Researchers refer to different consumer subjectivities which results from the variation of knowledge available to consumers. For example, Clarkson et al. (2013) notes that consumers seek different types of consumption experiences which is determined by level of experiential knowledge within a product category. Clarkson et al. (2013) propose two groups of consumers who seek different consumption experiences in a product category: ‘novices’
who diversify their consumption experiences to broaden their consumer knowledge and
‘experts’ who focus their consumption experiences to deepen consumer knowledge. The classification by Clarkson et al. (2013) could be viewed as a simplified perspective on the subjective and objective variations in terms of consumers’ knowledge, but such classification might help marketing practitioners to define different groups of consumers based on how
76 knowledge is sought by those consumers rather than how knowledge is constituted by producers. But most importantly, this classification by Clarkson et al. (2013) might help us to understand how the variation of consumer knowledge could mean different subjectivities (i.e. representations) of consumers.
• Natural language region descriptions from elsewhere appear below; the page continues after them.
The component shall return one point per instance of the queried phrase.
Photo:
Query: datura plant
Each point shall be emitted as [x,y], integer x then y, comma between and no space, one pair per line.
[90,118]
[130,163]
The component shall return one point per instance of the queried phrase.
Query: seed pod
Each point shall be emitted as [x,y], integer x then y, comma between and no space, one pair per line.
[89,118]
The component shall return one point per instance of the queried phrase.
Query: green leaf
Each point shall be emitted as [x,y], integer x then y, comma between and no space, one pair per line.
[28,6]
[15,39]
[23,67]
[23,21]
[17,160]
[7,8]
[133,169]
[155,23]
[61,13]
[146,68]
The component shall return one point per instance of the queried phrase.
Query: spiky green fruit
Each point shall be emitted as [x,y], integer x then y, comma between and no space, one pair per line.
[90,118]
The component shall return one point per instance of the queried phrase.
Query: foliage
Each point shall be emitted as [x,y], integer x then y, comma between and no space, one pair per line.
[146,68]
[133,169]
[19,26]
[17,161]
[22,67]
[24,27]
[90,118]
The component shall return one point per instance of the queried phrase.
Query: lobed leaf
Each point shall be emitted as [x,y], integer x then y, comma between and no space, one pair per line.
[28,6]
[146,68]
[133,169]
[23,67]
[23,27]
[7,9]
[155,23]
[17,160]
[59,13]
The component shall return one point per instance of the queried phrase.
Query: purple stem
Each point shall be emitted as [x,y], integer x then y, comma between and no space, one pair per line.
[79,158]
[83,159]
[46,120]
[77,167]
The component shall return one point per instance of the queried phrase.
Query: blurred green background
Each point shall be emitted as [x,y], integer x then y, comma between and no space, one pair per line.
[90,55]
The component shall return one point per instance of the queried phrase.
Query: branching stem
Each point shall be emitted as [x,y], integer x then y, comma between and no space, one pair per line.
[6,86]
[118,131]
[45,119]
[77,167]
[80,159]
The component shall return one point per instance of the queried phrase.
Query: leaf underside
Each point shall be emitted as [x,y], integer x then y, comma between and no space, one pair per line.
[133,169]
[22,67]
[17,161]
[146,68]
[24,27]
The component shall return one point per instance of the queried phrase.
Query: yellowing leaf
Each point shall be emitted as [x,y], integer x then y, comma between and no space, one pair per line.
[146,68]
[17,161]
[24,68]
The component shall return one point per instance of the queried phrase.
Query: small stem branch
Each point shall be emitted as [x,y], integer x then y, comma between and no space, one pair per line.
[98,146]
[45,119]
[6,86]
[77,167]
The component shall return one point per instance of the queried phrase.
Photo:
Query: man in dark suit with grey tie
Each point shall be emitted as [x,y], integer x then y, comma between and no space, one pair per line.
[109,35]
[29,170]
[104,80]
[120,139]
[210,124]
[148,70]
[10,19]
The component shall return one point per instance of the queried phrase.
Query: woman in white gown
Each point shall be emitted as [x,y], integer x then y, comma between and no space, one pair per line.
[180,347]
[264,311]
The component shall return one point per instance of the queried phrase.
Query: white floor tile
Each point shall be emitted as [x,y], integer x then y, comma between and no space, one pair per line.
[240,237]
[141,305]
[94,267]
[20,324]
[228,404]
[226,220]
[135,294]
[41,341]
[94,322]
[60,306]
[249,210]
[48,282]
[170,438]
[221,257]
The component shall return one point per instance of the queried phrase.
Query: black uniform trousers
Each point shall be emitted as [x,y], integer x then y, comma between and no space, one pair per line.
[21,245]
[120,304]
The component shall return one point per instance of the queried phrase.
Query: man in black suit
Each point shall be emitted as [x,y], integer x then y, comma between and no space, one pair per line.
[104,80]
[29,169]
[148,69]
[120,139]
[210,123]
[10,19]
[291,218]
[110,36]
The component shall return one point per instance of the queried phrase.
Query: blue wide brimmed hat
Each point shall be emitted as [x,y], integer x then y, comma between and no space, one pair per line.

Similar to Clarkson et al. (2013), Jin et al. (2014) proposes two groups of consumers who rely on different judgments or justifications for variations in prices: high-power status consumers who perceive stronger price unfairness when paying more than other consumers and low-power status consumers who perceive stronger unfairness when paying more than they themselves paid in previous transactions. So this proposition by Jin et al. (2014) also help us to understand the subjective differences between consumers and how their perception of knowledge/power affect their behaviour in the marketplace. But actually this work by Jin et al. (2014) begs a question of whether those consumers make assumptions about unfairness in prices based on knowledge or it is perception of power that drive the way by which knowledge about unfairness in prices is constituted by those consumers. The results from Jin et al. (2014) show that the state of power/knowledge determines consumers' perception of self-importance in connection to normality/abnormality in the marketplace. So this again bring us to the main premise of Foucault’s argument regarding the relationship between power and knowledge in society. Indeed, this work by Jin et al. (2014) is a good example which illustrate that power not only serves knowledge but it is also implied in knowledge and the creation of norms and rules in fields of action (i.e. the marketplace).